Using POSET Timing and ATACS for Synthesis and Verification of Phased Logic Wrappers
A self-timed design methodology called Phased Logic (PL) has been developed over the last 5 years to address the difficulties of using a global clock for circuit level timing, while keeping a synchronous design framework. This methodology has been used to synthesize several designs, including a processor core, from their register transfer level descriptions to a netlist of standard cells. These designs have been compared favorably to their clocked equivalents. So far ad-hoc design techniques have been used to develop the asynchronous control structure (wrappers) in this methodology. As such, they have not been optimized or analyzed. Since these circuits are critical to the performance of PL systems, the objective of this work is to develop a formal specification of these circuits for the purpose of analysis and optimization.
PL circuits are automatically generated from a clocked netlist of combinational gates and storage elements. The resulting control structure preserves the synchronous nature of the original clocked system in that there is a one-to-one correspondence between clock cycles in the original netlist and computation cycles in the new control structure. Automated translation offers the substantial benefit that any current design methodology (tools, languages, etc) can be used to produce the clocked netlist. The mapping process partitions the clocked netlist into blocks with each block containing a mixture of combinational logic and register elements which form the computation function for the block. The computation element for a block can also be standard compute functions such as monolithic memories, multipliers, etc. Encapsulating the computation element is a wrapper consisting of a set of output latches and additional gating that executes the needed sequencing for the PL control scheme. It is this wrapper logic that is the focus of this work.

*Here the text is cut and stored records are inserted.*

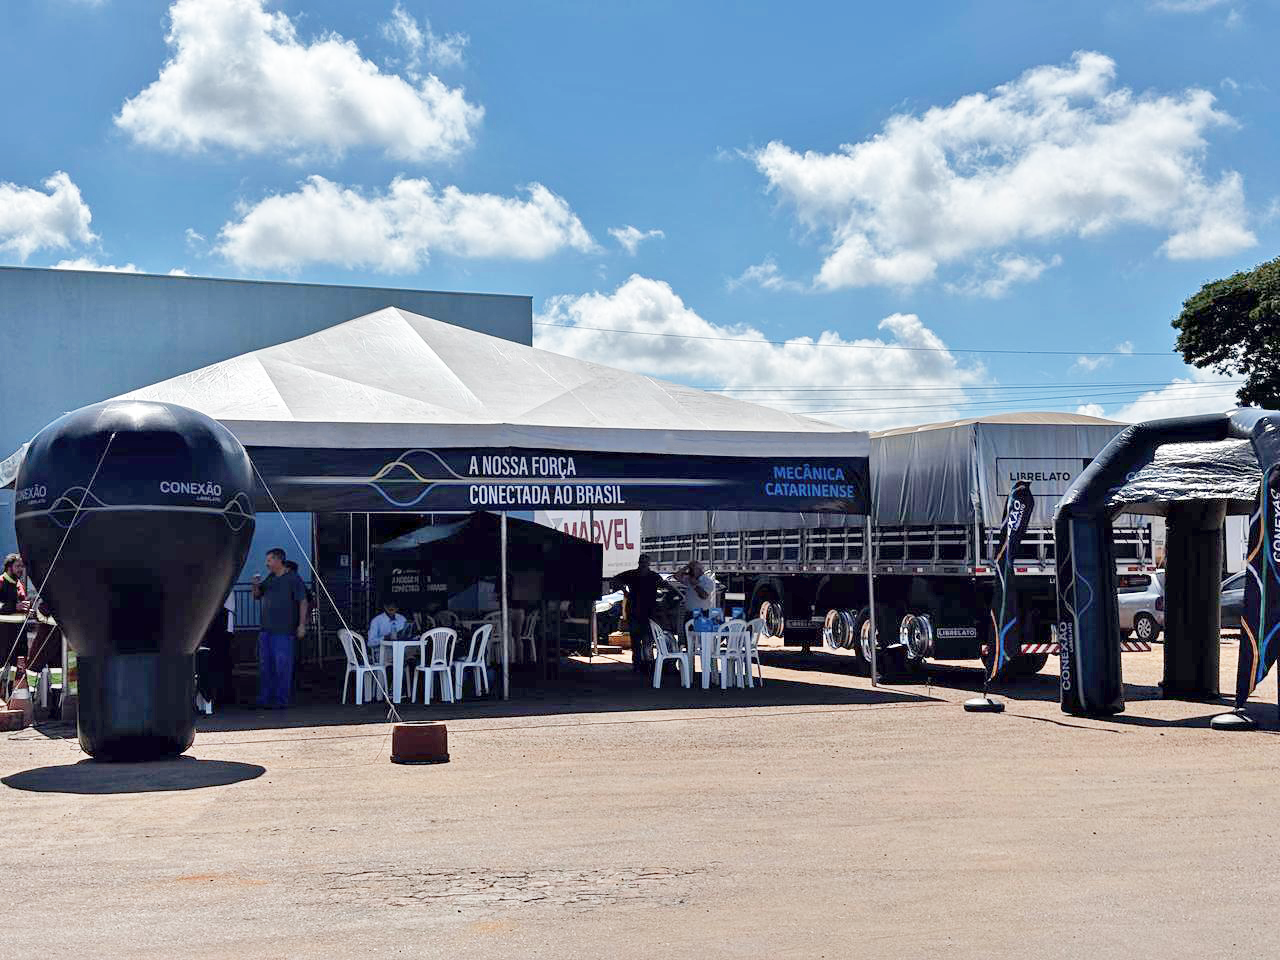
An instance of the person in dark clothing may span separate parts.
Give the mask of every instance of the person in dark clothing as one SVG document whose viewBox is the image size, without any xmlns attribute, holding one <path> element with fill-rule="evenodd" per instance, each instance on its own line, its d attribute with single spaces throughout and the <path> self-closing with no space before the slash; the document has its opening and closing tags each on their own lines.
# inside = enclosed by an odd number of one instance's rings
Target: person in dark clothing
<svg viewBox="0 0 1280 960">
<path fill-rule="evenodd" d="M 0 573 L 0 613 L 26 614 L 31 609 L 27 600 L 27 568 L 22 557 L 11 553 L 4 558 Z M 0 664 L 12 658 L 28 656 L 27 635 L 20 623 L 0 623 Z"/>
<path fill-rule="evenodd" d="M 235 661 L 231 649 L 235 641 L 235 623 L 235 594 L 228 594 L 222 609 L 214 615 L 213 622 L 205 631 L 201 647 L 208 653 L 198 671 L 200 695 L 219 706 L 235 702 L 232 682 Z"/>
<path fill-rule="evenodd" d="M 649 657 L 652 634 L 649 621 L 658 609 L 658 596 L 676 594 L 667 581 L 649 569 L 649 555 L 640 554 L 634 570 L 625 570 L 610 581 L 614 590 L 627 594 L 627 625 L 631 632 L 631 669 L 643 673 L 653 666 Z M 676 594 L 678 596 L 678 594 Z"/>
<path fill-rule="evenodd" d="M 287 707 L 293 686 L 296 640 L 307 631 L 307 591 L 302 578 L 285 569 L 279 547 L 267 551 L 269 575 L 253 576 L 253 595 L 262 601 L 262 630 L 258 634 L 258 706 Z"/>
</svg>

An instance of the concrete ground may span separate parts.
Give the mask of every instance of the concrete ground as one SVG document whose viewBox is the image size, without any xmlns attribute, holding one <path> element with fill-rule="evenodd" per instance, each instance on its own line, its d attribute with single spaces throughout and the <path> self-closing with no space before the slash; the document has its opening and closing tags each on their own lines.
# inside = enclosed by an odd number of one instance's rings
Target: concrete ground
<svg viewBox="0 0 1280 960">
<path fill-rule="evenodd" d="M 1274 956 L 1275 688 L 1218 733 L 1160 656 L 1106 721 L 1048 675 L 974 715 L 974 668 L 872 690 L 776 652 L 755 691 L 597 662 L 406 709 L 448 719 L 441 766 L 389 763 L 376 707 L 231 712 L 149 765 L 4 735 L 0 955 Z"/>
</svg>

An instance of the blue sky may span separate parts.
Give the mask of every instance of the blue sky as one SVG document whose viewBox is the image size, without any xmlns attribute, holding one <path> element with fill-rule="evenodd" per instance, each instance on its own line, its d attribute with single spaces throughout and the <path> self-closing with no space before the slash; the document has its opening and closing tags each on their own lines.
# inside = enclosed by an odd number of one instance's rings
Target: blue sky
<svg viewBox="0 0 1280 960">
<path fill-rule="evenodd" d="M 8 0 L 0 261 L 529 294 L 550 349 L 868 427 L 1221 409 L 1141 354 L 1280 252 L 1277 35 L 1262 0 Z"/>
</svg>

POSET timing is a timing analysis algorithm that can be applied to a wide class of asynchronous circuits. It forms the basis for synthesis of a timed Petri-net specification to a hazard-free gate level circuit. The specification is entered in a high level language, translated from the timed Petri-net to an orbital net representation, and then the POSET timing algorithm is used to find the state graph. A hazard-free implementation is constructed from the state graph using standard logic gates and C-elements.
The goal of this work is to use the ATACS design system, which includes the POSET timing algorithm, for both verification and synthesis of PL wrapper circuits. This will have advantages for both the Timed Circuit Research Group at the University of Utah and the PL researchers. The researchers at the University of Utah will gain additional results of the application of their tools, and the PL methodology will be improved through the development of optimized control circuits.